Taken from the current issue of MOJO that is on sale now.

"Ride were recording in late ’93, early ’94, and that’s when I first saw them and we heard the tape. I heard Bring It On Down, and to me it sounded like The Jesus And Mary Chain. I didn’t think Beatles or Sex Pistols or anything; I heard Mary Chain first, and then everything else afterwards.

It was like, Oh yeah! Pop songs and distortion! The fourth Ride album, which happened after that, where we sort of fell apart in the studio and split up, I was really trying hard to put all the distortion and energy back into it again.

The sound of Oasis is like a big rhythm guitar... a solid wall. If you play a bass line that takes it away from the frequency you hear in the rhythm guitar, then you’re playing it wrong.

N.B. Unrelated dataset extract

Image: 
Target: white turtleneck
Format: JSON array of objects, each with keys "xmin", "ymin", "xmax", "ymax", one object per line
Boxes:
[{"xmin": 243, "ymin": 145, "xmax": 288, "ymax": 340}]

If the drums get away from a piledriving beat, then you’re doing it wrong as well. It all should sound like it’s got a forward momentum.

Sometimes it can be slow like a juggernaut or a battle-ship, and sometimes it can be fast like a Lamborghini, but it’s the same intense, driven sound. When you’re getting a song together, if you do it a shade too fast, you lose all the menace of it. If you do it just that bit too slow, it gets really evil, and that’s good. With the music, Liam and Noel both go on instincts.

Even though Noel’s more patient and takes more time with things, and Liam is more living in the moment, they’ve both got the same instincts, and they trust them all the time".